Das höhere Lebensalter spielt insbesondere bei der DAT eine Rolle. Die eher länger lebenden Frauen sind deshalb in der Gruppe der DAT-Kranken überrepräsentiert. Weitere gesicherte Faktoren sind eine familiäre Belastung, wobei sich hier in entsprechenden Familienuntersuchungen leichte Geschlechtseffekte abbilden (Lautenschlager et al. 1996). Ein wichtiger Vulnerabilitätsfaktor ist das Apolipoprotein E-4, das in der kaukasischen Normalbevölkerung in weniger als 20 % homo- und heterozygot auftritt. Dieser Risikofaktor erklärt inzwischen etwa 40 % bis 60 % der gesamten genetischen Varianz für die DAT. Es ist auch ein Risikofaktor für andere Erkrankungen, insbesondere die koronare Herzkrankheit. Metaanalysen zeigten eine Interaktion zwischen Geschlecht und Apolipoprotein E-Status bezüglich des DAT-Risikos, wobei sich eine größere Relevanz bei Frauen zeigte (Bretsky et al. 1999). Aber auch andere Risikofaktoren interagieren mit dem Apolipoprotein E-Status, so z. B. der potentiell präventive Effekt geistiger und körperlicher Aktivität (Podewils et al. 2005). Bildung scheint die Demenzentstehung im Zeitverlauf zu verzögern, was auf Schwelleneffekte hinweist. Bezüglich den Ernährungsfaktoren zeigten neuere Untersuchungen, dass eine cholesterinreiche Ernährung nicht nur das Risiko für zerebrovaskuläre Ereignisse erhöht, sondern auch für die DAT (Engelhart et al. 2002). Zusätzlich erhöht vermehrter Alkoholkonsum das Risiko für eine Demenz (Lindsay et al. 2002). Andererseits finden sich erste Ergebnisse, dass die Einnahme von Psychopharmaka, z. B. von Benzodiazepinen, das Risiko ebenfalls erhöht (Lagnaoui et al. 2002). Während Alkoholabhängigkeit im Wesentlichen eine Erkrankung von Männern ist, ist der Benzodiazepinabusus eher ein weibliches Phänomen, so dass sich diese gegenläufigen Effekte in epidemiologischen Studien ausgleichen könnten. Bekanntermaßen finden sich ja auch bezüglich Ernährung, Gesundheitsbewusstsein und anderer hier genannten Parameter Geschlechtsunterschiede.
Immer wieder wurde im psychiatrischen Kontext auch die Rolle der Depression diskutiert, die ja häufiger Frauen betrifft. Hierbei zeigt sich jetzt zunehmend konsistenter, dass das Risiko für eine Demenz nur durch eine Depression mit Beginn in der zweiten Lebenshälfte erhöht wird.
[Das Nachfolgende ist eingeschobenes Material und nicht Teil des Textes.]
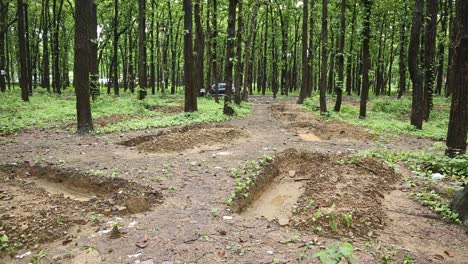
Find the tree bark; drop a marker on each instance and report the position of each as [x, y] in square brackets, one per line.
[190, 95]
[305, 52]
[238, 69]
[366, 32]
[23, 78]
[340, 57]
[231, 33]
[199, 48]
[323, 76]
[413, 65]
[142, 75]
[429, 55]
[82, 50]
[458, 124]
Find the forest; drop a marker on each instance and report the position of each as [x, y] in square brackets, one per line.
[237, 131]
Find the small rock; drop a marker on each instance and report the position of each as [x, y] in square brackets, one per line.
[148, 261]
[437, 177]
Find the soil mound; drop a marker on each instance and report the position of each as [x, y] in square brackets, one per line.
[331, 195]
[308, 126]
[187, 137]
[39, 204]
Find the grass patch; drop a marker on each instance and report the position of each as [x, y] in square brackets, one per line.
[52, 111]
[391, 115]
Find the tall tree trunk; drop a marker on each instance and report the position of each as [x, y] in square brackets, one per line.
[323, 76]
[28, 47]
[349, 79]
[115, 59]
[429, 55]
[23, 78]
[190, 95]
[152, 55]
[305, 52]
[238, 69]
[142, 75]
[199, 49]
[83, 26]
[231, 33]
[413, 65]
[3, 31]
[93, 52]
[451, 50]
[441, 48]
[366, 34]
[340, 57]
[458, 124]
[402, 59]
[57, 14]
[214, 49]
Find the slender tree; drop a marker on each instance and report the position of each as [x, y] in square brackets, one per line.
[199, 48]
[83, 26]
[305, 52]
[413, 65]
[366, 34]
[458, 124]
[190, 95]
[340, 57]
[22, 52]
[430, 32]
[323, 75]
[238, 68]
[231, 34]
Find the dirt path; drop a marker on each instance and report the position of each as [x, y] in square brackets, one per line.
[193, 223]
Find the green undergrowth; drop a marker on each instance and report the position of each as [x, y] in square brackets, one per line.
[436, 194]
[392, 115]
[53, 111]
[246, 176]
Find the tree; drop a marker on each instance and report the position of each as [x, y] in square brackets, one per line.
[323, 75]
[22, 52]
[430, 32]
[142, 74]
[81, 70]
[340, 57]
[190, 95]
[366, 34]
[231, 33]
[305, 52]
[248, 52]
[458, 124]
[199, 48]
[238, 76]
[413, 65]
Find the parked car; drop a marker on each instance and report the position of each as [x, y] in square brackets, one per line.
[221, 89]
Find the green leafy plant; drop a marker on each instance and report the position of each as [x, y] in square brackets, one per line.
[335, 253]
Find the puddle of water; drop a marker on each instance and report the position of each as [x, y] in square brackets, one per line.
[309, 137]
[277, 202]
[67, 191]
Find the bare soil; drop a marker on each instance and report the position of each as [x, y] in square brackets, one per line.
[194, 225]
[312, 128]
[187, 137]
[320, 190]
[41, 204]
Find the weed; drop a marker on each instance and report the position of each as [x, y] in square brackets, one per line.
[335, 253]
[37, 258]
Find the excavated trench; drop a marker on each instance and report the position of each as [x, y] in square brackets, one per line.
[323, 193]
[188, 137]
[39, 204]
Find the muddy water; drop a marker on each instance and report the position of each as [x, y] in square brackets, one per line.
[310, 137]
[61, 189]
[277, 201]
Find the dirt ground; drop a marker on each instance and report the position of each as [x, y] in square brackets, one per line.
[190, 222]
Dies spricht eher dafür, dass die beginnende hirnorganische Erkrankung die Vulnerabilität für eine Depression erhöht (Stoppe 2000).
Eine besondere Rolle haben in der Diskussion um die Vermeidung bzw. Prävention von Demenzen auch die Östrogene gespielt. Gestützt durch eine Vielfalt positiver Effekte von Östrogenen auf das zentrale Nervensystem und eine Reihe von Studien, die ein geringeres Risiko für eine Demenz bei jemals mit einer sogenannten „Hormonersatztherapie“ behandelten Patienten zeigten, wurde eine entsprechende Behandlung von älteren Frauen auch Jahre über die Menopause hinaus empfohlen, obgleich die Autorin dieses Beitrages ebenso wie andere auf die Mängel der entsprechenden Studien hinwies (Stoppe und Vedder 2000, Stoppe et al. 2000). Die Ergebnisse der WHI (Woman’s Health Initiative) Studie waren dann auch nur begrenzt überraschend. In dieser groß angelegten, von den Frauenverbänden in den USA geforderten Studie zur Hormontherapie, zeigte sich überraschend sogar eine Verdoppelung des Demenzrisikos unter Verum im Vergleich zu Placebo (Shumaker et al. 2004). Ein positiver Effekt auf Demenzerkrankungen blieb nicht nur aus, sondern es zeigte sich auch kein wirklich messbarer Effekt auf weitere, die Lebensqualität beeinflussende Faktoren, allenfalls noch für den Schlaf, was pathophysiologisch auch begründet werden könnte (Hays et al. 2003, Stoppe et al. 2000). Auch eine andere, davon unabhängige Untersuchung zeigte, dass Frauen mit höheren endogenen Östrogenspiegeln eher ein höheres Demenzrisiko haben, ein Zusammenhang, der sich bei Männern nicht fand (Geerlings et al. 2003).

1.3 Symptomatik

Die bisherige symptomatische Forschung bei den Demenzerkrankungen hat die Geschlechtsaspekte wenig mit einbezogen und fokussiert mehrheitlich auf die DAT. Der – wenn überhaupt – bestuntersuchte Befund scheint der einer potentiell unterschiedlichen Beeinträchtigung sprachlicher Funktionen bei DAT-Patienten zu sein. Allerdings sind diese Geschlechtsunterschiede einerseits klein, andererseits nicht konsistent nachgewiesen (McPherson et al. 1999, Bayles et al. 1999). Interessanterweise haben Östrogene, wenn überhaupt, kognitive Effekte auf die Sprachfunktion hysterektomierter Frauen (Henderson 1997, Stoppe und Vedder 2000).
Mehrere Studien – wiederum mit fraglichem Selektionsbias – berichteten über eine größere Gewalttätigkeit bei männlichen Demenzpatienten. Hier ist zu hinterfragen, ob Aggressionen bei Männern von den weiblichen Pflegepersonen möglicherweise weniger toleriert werden und damit eher zum Behandlungsproblem werden. Auch muss eine Fülle von Faktoren (prämorbide Aggressivität, sprachliche Kompetenz etc.) ursächlich diskutiert werden, die wiederum geschlechtsdifferent zu behandeln sind (Hall und O’Connor 2004). Kasuistiken berichteten über positive Effekte von Östrogenen auf Aggressionen bei männlichen Demenzpatienten (Shelton und Brooks 1999).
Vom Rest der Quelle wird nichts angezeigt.